Pronto hice amistad con un coreógrafo italiano, notoriamente homosexual, que me señaló entre nosotros la presencia del joven director cinematográfico Fassbinder, un tipo basto y rudo, en franca contradicción con su cine, de una gran sensibilidad estética. Yo le observé con detenimiento y vi que le servían en un plato una lata de sardinas en aceite y se las comía vorazmente, acompañándolas con un «bock» de cerveza y un largo chorreón de vodka. No sé por qué privilegios, Fassbinder vivía entre el uno y el otro Berlín. Se buscaba la vida y la aventura en los pasadizos subterráneos de Alexander Platz.
La vida era tan aburrida en el Berlín oriental, que la sexualidad era un libre desahogo individual, y mantenía a los ciudadanos en un perpetuo estado de celo. Sólo se pensaba en fornicar. En la católica España de Franco sucedía lo mismo. Los extremos se tocan. Recuérdense los escándalos del Museo Romántico y sus bacanales nocturnas del mismo jaez, director incluido.

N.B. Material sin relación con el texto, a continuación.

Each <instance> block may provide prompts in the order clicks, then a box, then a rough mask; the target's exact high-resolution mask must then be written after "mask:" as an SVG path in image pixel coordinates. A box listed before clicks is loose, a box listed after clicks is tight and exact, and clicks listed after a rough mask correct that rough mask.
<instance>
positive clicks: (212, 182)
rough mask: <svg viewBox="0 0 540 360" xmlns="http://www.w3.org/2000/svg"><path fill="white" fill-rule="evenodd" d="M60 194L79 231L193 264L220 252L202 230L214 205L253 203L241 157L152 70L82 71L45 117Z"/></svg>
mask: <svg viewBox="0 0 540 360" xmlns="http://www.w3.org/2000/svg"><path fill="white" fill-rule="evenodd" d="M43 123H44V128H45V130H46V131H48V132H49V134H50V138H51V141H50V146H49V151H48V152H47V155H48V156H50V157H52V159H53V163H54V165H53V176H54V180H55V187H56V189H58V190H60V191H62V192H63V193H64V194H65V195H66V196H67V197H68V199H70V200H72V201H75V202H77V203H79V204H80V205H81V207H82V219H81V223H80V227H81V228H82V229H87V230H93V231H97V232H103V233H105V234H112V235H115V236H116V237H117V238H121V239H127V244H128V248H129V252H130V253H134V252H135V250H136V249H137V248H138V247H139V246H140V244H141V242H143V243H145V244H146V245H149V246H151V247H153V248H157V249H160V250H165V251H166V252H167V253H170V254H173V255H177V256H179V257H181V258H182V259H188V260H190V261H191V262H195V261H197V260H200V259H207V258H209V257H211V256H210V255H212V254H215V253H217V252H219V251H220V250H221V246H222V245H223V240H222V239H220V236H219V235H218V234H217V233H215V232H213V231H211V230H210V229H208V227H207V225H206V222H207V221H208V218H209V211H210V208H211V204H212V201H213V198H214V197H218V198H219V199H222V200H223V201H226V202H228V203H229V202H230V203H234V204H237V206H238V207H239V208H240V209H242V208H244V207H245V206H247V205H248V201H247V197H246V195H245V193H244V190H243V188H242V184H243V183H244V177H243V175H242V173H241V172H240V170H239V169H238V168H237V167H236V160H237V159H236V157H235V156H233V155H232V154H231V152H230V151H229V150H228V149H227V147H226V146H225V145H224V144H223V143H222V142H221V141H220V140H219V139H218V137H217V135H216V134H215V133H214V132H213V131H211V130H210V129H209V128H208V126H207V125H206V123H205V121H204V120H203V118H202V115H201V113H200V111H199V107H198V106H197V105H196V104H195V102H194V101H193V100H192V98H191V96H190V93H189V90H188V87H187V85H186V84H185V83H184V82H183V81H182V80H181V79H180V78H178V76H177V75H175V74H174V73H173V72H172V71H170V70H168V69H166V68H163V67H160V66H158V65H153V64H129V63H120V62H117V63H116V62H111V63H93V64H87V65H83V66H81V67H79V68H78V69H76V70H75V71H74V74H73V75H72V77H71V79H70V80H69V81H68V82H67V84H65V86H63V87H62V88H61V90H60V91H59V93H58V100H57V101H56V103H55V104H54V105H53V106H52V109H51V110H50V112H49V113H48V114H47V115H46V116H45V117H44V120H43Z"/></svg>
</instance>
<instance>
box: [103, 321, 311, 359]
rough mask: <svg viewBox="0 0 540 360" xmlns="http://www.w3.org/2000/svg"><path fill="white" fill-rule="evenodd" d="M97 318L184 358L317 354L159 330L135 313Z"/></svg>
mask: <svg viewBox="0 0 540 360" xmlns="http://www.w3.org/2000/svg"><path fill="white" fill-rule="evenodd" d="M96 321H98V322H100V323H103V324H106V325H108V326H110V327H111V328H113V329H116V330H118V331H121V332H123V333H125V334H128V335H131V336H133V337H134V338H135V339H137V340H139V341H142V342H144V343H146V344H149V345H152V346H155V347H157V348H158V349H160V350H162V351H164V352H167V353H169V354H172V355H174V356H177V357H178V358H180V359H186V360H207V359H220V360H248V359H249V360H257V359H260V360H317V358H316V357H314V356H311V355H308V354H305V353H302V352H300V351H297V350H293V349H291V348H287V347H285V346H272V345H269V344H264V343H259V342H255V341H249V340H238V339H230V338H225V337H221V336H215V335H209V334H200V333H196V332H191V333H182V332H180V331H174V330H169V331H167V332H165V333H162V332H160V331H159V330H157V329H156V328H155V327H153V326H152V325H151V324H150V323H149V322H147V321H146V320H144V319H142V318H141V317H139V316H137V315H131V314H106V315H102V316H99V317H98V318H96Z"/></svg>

La cerveza con vodka fue mi perdición: Una tarde me emborraché tanto, que mi amigo –el coreógrafo italiano– me llevó inconsciente a su hotel y, de pronto, me desperté en aquel lugar desconocido y en plena orgía homosexual, un espectáculo dantesco, con un hedor nauseabundo a sudor humano y a los lubricantes empleados. - «¿Qué está pasando aquí? Yo me voy. Estoy vigilado y siguen mis pasos por todo Berlín». - «No temas nada. Los que pagamos en dólares, podemos hacer lo que nos dé la gana en este piso alto de hotel. Es zona franca. No te vayas, te puedes divertir». - «No, no, me voy ¿Estáis todos locos, o qué?» - «No te muestres ahora como un escandalizado puritano, quédate». - «Ni por pienso. Me siento mal, tengo ganas de vomitar. Estoy borracho todavía». No estaba preparado ni motivado para una cosa así. Una orgía desenfrenada, pero consentida por la recepción. - «Aquí domina el santo dólar y yo pago muy bien, por un premio que me han concedido la RAI y la televisión americana». - «No te ofendas, pero me voy. No iré contando nada por ahí. Te doy mi palabra». - «Gracias. Y espero que te repongas pronto, púdica rosa, lirio de valle...»
No pude resistir la bebida preferida por Fassbinder, vodka con cerveza. Él mismo murió de una sobredosis de alcohol y barbitúricos, el genial autor de QUERELLE DE BREST.